Vanno poste al centro le questioni anticoloniale e antimperialista, collocandole entro il momento storico del multipolarismo nascente. Compito non semplice ma che deve avere metodologicamente un proprio punto fermo nell’apertura ai punti di vista, alle narrazioni e agli interessi delle popolazioni e delle organizzazioni del Sud Globale, lavorando a un’alleanza di questi interessi con quelli delle grandi masse popolari del Nord Globale, sempre più schiacciate dal tallone di ferro della finanziarizzazione e della controrivoluzione neoliberale. Occorre sostenere i processi di autonomia e sovranità politica ed economica dei paesi del Sud Globale: nella consapevolezza che la fase multipolare offre sponde sicuramente migliori per tali dinamiche, che sole possono rallentare l’emorragia umana da queste società. Si deve lavorare in vista di un’alleanza internazionalista a favore delle dinamiche di sviluppo sovrano dei paesi del Sud Globale, dei loro mercati interni, delle loro culture: a favore della fine delle ingerenze e delle destabilizzazioni ma a sostegno di relazioni paritarie basate sul reciproco vantaggio.

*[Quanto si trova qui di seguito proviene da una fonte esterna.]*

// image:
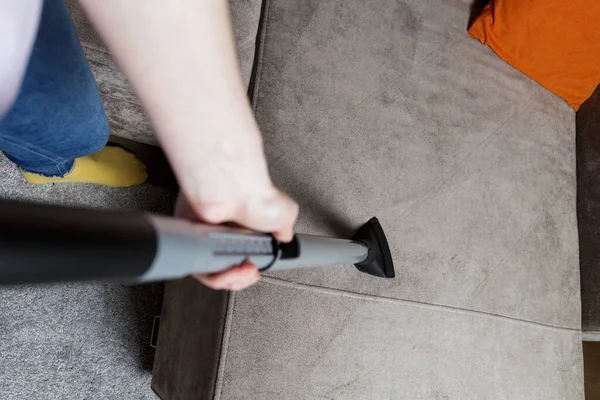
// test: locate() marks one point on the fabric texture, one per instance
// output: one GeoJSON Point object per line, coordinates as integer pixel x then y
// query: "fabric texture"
{"type": "Point", "coordinates": [588, 212]}
{"type": "Point", "coordinates": [58, 115]}
{"type": "Point", "coordinates": [19, 21]}
{"type": "Point", "coordinates": [123, 109]}
{"type": "Point", "coordinates": [554, 42]}
{"type": "Point", "coordinates": [90, 341]}
{"type": "Point", "coordinates": [390, 109]}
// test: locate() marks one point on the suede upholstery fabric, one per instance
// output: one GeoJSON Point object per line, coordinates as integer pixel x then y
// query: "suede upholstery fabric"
{"type": "Point", "coordinates": [390, 109]}
{"type": "Point", "coordinates": [384, 108]}
{"type": "Point", "coordinates": [588, 213]}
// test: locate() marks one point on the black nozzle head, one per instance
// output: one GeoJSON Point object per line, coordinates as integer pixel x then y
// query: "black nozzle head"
{"type": "Point", "coordinates": [379, 261]}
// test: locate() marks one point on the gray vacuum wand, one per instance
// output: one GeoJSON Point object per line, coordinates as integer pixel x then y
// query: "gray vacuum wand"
{"type": "Point", "coordinates": [44, 243]}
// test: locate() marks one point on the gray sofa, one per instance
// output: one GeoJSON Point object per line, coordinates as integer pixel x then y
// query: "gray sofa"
{"type": "Point", "coordinates": [390, 109]}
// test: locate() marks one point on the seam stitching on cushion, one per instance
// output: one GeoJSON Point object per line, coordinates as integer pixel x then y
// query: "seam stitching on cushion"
{"type": "Point", "coordinates": [261, 52]}
{"type": "Point", "coordinates": [414, 303]}
{"type": "Point", "coordinates": [224, 346]}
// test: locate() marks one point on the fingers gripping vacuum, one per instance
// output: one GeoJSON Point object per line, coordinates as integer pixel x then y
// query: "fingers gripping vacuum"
{"type": "Point", "coordinates": [41, 243]}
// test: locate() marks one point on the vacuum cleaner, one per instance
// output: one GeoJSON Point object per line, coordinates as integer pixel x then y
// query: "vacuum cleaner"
{"type": "Point", "coordinates": [48, 243]}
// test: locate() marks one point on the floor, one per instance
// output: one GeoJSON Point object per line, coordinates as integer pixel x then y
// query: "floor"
{"type": "Point", "coordinates": [79, 340]}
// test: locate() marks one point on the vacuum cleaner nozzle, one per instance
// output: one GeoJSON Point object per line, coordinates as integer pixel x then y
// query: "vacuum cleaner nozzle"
{"type": "Point", "coordinates": [379, 261]}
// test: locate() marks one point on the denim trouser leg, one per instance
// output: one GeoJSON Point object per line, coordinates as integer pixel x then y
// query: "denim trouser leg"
{"type": "Point", "coordinates": [58, 115]}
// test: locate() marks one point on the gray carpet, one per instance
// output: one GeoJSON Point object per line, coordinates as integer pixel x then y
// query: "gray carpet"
{"type": "Point", "coordinates": [78, 341]}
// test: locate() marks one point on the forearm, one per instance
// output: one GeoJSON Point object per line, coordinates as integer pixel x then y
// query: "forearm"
{"type": "Point", "coordinates": [179, 55]}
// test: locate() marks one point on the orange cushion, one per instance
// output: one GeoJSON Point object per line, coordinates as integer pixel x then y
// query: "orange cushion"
{"type": "Point", "coordinates": [554, 42]}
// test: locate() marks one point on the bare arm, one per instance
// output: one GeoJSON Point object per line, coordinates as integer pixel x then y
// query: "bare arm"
{"type": "Point", "coordinates": [179, 55]}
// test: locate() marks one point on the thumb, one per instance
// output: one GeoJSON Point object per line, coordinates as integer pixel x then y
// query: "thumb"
{"type": "Point", "coordinates": [275, 212]}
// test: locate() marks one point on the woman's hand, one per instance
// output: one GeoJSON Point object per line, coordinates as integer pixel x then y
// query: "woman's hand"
{"type": "Point", "coordinates": [273, 211]}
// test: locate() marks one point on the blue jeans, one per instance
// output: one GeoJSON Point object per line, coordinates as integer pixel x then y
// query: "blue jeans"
{"type": "Point", "coordinates": [58, 115]}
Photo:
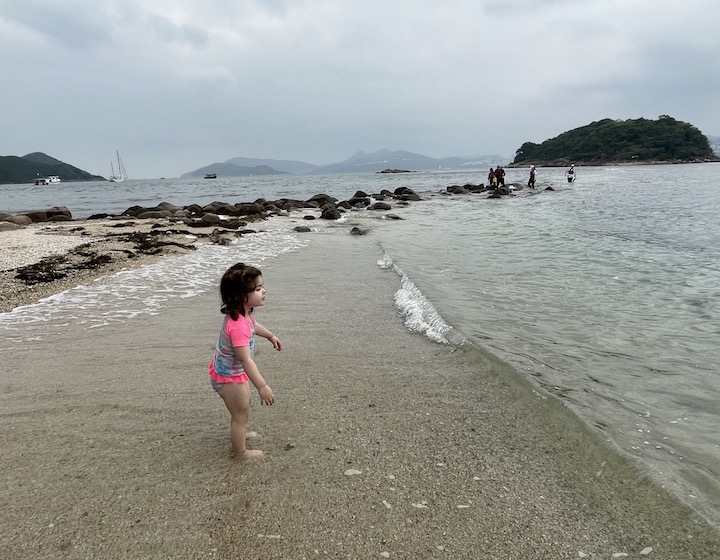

Parallelamente, all’interno dell’Ue, vi è l’esigenza che il punto di vista del “lavoro migrante” entri a far parte della più ampia composizione politica della classe lavoratrice e del blocco sociale subalterno. In tal modo si darebbe una base sociale concreta e dialettica alla lotta al razzismo, sottraendola all’agenda liberale e alla sua strumentalizzazione moralistica. Nel contempo andrebbe rilanciata – come base per far emergere le contraddizioni dell’irriformabile sistema comunitario europeo – la prospettiva della regolarizzazione dei viaggi. Chi si sposta in cerca di lavoro deve poterlo fare legalmente, senza dover restare confinato nelle gabbie salariali di un solo paese, senza alimentare lo scontro orizzontale interno alla classe lavoratrice, ma essendo libero di muoversi, come portatore di diritti, entro il territorio comunitario. Ciò porrebbe al centro il ruolo attivo e diretto delle normative comunitarie ed europee nel produrre l’attuale situazione di irregolarità, decostruendo le narrazioni emergenziali dominanti e denunciando così le responsabilità di tutte le classi dirigenti liberali degli ultimi decenni.
Note:
1 I. Gjergji, Sulla governance delle migrazioni. Sociologia dell’underworld del comando globale, Franco Angeli, Milano 2016, p. 16.
2 Cfr. S. George, The Rise of Illegitimate Authority and the Threat to Democracy, in «Journal of Australian Political Economy», n. 72, 2013, p. 5.
3 Cfr. C. Crouch, Postdemocrazia, Laterza, Roma-Bari 2003.